Thanks Ed. I think the problem for me is the 2 10's. Not rich or bassy enough for me. I like your baffle idea. I wonder if I could squeeze a good set of 10's or 12's into it, and if that doesn't work I could convert it to an ext cab


----------



## Cups (Jan 5, 2010)

2-10 inch bass speakers and you're good to go. Maybe you have a bass playing friend that could lend you them? Try it out and see what you got. 

Keep it simple.


----------



## Cups (Jan 5, 2010)

Oh, and I don't know where you are but if you're close and you are selling then I may be interested. I oddly love ss amps.


----------



## jb welder (Sep 14, 2010)

Agree with ed2000 that these are decent sounding amps. If yours is truly "a terrible sounding heap", then there is probably something wrong with it.
If it's just the speakers you don't care for, then try hooking it up to an external cab. before you do any modifications. Maybe you'll like it better into a pair of 12s or 15s, but maybe not.


----------



## ed2000 (Feb 16, 2007)

A little distortion demo, the amp I had years ago.


----------



## Scotty (Jan 30, 2013)

Thanks again guys. Sounds like the demos on youtube. I think it's just my tastes. Not enough bass response (I likely should have chosen the 1 x 12) and just really sterile sounding to me. I did like the fact I could get a saturated dirty sound at very low volumes, but now I do most of my playing when nobody is home and I can turn it up somewhat and this amp isn't doing it for me at all. It doesn't help that the YCS90 that I just picked up is making it sound much worse.

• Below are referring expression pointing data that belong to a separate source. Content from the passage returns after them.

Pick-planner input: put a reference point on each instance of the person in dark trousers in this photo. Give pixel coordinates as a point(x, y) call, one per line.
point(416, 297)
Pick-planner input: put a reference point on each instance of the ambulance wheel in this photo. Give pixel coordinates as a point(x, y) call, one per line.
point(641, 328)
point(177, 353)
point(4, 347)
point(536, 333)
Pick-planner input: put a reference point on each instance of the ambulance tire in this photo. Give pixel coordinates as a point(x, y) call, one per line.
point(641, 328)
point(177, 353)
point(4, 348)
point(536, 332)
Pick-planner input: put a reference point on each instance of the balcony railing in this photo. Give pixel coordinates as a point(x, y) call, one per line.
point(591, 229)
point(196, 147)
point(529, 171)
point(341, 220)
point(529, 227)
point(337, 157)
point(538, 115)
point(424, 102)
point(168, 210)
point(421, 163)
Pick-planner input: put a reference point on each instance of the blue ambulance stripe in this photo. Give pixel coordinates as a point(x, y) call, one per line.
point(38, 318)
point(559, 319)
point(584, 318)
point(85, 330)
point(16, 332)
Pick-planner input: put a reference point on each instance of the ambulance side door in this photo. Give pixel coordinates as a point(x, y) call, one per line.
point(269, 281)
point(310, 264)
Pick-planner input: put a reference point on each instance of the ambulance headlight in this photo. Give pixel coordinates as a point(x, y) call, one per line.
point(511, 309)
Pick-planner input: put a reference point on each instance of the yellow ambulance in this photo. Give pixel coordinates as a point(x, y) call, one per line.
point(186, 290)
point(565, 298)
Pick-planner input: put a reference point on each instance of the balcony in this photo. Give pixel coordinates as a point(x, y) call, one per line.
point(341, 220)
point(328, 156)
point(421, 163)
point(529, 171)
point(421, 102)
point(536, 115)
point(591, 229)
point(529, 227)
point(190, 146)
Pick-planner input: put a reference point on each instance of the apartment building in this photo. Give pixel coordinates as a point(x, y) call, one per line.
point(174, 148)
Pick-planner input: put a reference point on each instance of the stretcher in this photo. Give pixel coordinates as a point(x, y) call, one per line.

I think I will upgrade the speakers and add a bypass jack so I can turn this into an ext cab or use it as a backup amp with pedals. If I still don't like it, I'll open up the back. If after all of that it does not appease, I will still have 2 good speakers to make a nice ext cab.


----------



## guitarman2 (Aug 25, 2006)

Tone Chaser said:


> The right 10" speakers can be used for bass.


Agree. I used to play with this one bass player, he had a 2X10 cab on top of a 15" cab. For small gigs he'd just bring the 2X10 and it would sound great.


----------



## Jamie Lepage (Dec 2, 2016)

Just chanced upon this thread. I converted mine to a 210 cab. Removed the guts and stock drivers, kept the chassis; loaded it with two WGS green beret 10", wired two parallel jacks to the chassis. Pairs well with either of my Mesa cabs (recto 112 or very 212) with Stock V30s.


----------



## Frenchy99 (Oct 15, 2016)

Got a block 100B that I use as a backup for small jams. Great little amp ?

Id have yours verified if the sound is unpleasant to you ! 

Swapping to 2 X10 bass speaker or a 15 would do the trick .


----------



## traynor_garnet (Feb 22, 2006)

Use it as a 'wet' amp alongside your main amp. It will sound amazing.


----------



## Hammerhands (Dec 19, 2016)

Gotta hate zombie threads!!! Oh, well, as good a place as any for this...

If those are the right speakers in there, I would like to buy them. Do they have 7318 marked on them and/or 10305a?

I was thinking about something like this just this morning.

I saw a Peavey amp on Kijiji yesterday with the electronics removed being sold as a speaker cabinet. I recall seeing some Fender cabinets that I think came from the factory like that, and there was a thread just the other week where the guy said Fender was replacing his whole Rumble amp because of some failed part.

Broken hulks of solid-state amps are going to be abundant.

A guy could save a lot of money on parts and labour if he found some brand and models that were plentiful and reliable. A small company could probably run for years...

There is room in them to build new amps, even modify the chassis. Or cover the faceplate and make it a speaker.

That's assuming the cabinet will last.

There's a guy on another forum from Europe taking old indusrial tube amps and repurposing them, but he doesn't seem to want to try anything but pretty boring tube complements and Fender-like circuits. Fix the thing if it's fixable.

Rumble Amp leaves carcass
https://www.guitarscanada.com/index...-possible-not-to-beable-to-fix-an-amp.147505/

Flying Peavey flag in distress









1966 Fender Extension Cab


----------



## Jamie Lepage (Dec 2, 2016)

Sorry dude, they're already long gone. Not sure what they were but they weren't in very good shape and sounded awful. Lots of build up (dust etc) and looked like there was wax or something all over one of them.


----------



## KapnKrunch (Jul 13, 2016)

I had the bloc60 for about 25 years. The clean was great. My friend, a real gear snob, heard me playing a cheap Peavey guitar thru it. Next time I went to his house he had a SS amp.

Another friend worked at the Yorkville factory when they were making the Bloc amps. George Krampera made significant improvements to the Bloc line and really impressed my friend while he was there. Interested folk may want to Google George Krampera.


----------